The sewage spill that sullied the already muddy waters of the Ala Wai canal from March 24 to 29 was not just large, it struck fear among locals and tourists alike. And the fears only heightened when Oliver Johnson, a Honolulu mortgage loan officer, died from a flesh-eating bacterial infection he contracted after falling into the Ala Wai harbor days after the spill.

“Unfortunately, Oliver Johnson passed away…That really broke the city’s back. Up until that point it was a business issue because we were pretty confident the public health aspect was being handled well by the Department of Health and our monitoring,” said Ross Tanimoto at a recent seminar at the University of Hawai`i at Manoa on the Ala Wai Spill. Tanimoto works for the City and County of Honolulu’s Environmental Services Department, which is charged with mitigating spills after they occur

According to the city’s water quality sampling, which tested for enterococci and clostridium bacteria, and its flow studies, bacteria levels never remained high for very long, and the water flowing out of the Ala Wai was flushed straight out to sea, and not along Waikiki beaches.

Despite the fact that the bacteria that killed Johnson, Vibrio vulnificus, is not a sewage-related pathogen, Tanimoto said, “When Oliver passed away, it really put a different turn on everything and it got the whole public afraid.
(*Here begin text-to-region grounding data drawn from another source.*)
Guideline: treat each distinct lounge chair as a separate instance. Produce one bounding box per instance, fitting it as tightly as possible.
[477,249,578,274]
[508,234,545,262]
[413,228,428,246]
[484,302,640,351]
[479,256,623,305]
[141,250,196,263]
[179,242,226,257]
There were cries that the mayor should go swimming and of course, he declined. So it became a huge PR thing.”

At the September 7 WRRC lecture, held in a UH Marine Science lecture hall, UH marine biologist Richard Brock stressed the need to put the Ala Wai spill – at least the bacteria levels involved – in context. Responding to a question by Brock about enterococci and clostridium bacteria levels near Date Street, which is mauka of the spill site, Tanimoto noted that the city found that levels there were high during the March event.
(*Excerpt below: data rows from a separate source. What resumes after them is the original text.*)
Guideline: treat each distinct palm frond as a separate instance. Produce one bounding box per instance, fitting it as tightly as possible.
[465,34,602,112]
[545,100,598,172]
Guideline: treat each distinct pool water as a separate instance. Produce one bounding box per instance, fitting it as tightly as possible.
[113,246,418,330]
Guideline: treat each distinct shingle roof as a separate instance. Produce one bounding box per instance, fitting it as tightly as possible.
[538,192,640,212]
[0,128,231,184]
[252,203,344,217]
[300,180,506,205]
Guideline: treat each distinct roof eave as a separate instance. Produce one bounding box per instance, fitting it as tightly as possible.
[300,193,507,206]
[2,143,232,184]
“Majority of the time, the station there had higher counts than the spill site,” Tanimoto said.

This, Brock said, brought up a good point.

“See, I’m not in favor of sewage spills. But it needs to be put into the proper context. And the comment I would make is, if you were to look at the entire watershed that drains to the Ala Wai, and look at when this happened relative to rainfall over the week previous to the spill, assume that you’ve got pretty saturated soil, … you’re going to probably find that that 48 million gallons is a drop in the bucket relative to what’s going through that system [drainage into the Ala Wai canal] at the time that this happened,” he said.

Tanimoto noted that the city’s Manoa Stream gauge indicated about half a billion gallons of water had passed through and that the Manoa discharge is about 30 percent of the overall tributary discharge into the Ala Wai canal.

“That’s why we estimate about a billion gallons discharged from March 24 to March 31. A lot of flow compared to our 48 milion [between March 24 and March 29].

Brock added that the flow in the Ala Wai came from a variety of sources.

“A lot of other sources. But, we can’t say that to the press. That’s not digestible,” Tanimoto said.

Tanimoto also said that of the 48 million gallons that the city pumped into the Ala Wai canal, the city estimates that roughly 20 million gallons of that was rain water.

“During rain events like this, 40 percent is due to I/I, infiltration and intrusion [of storm water]… 40 to 45 percent,” he said.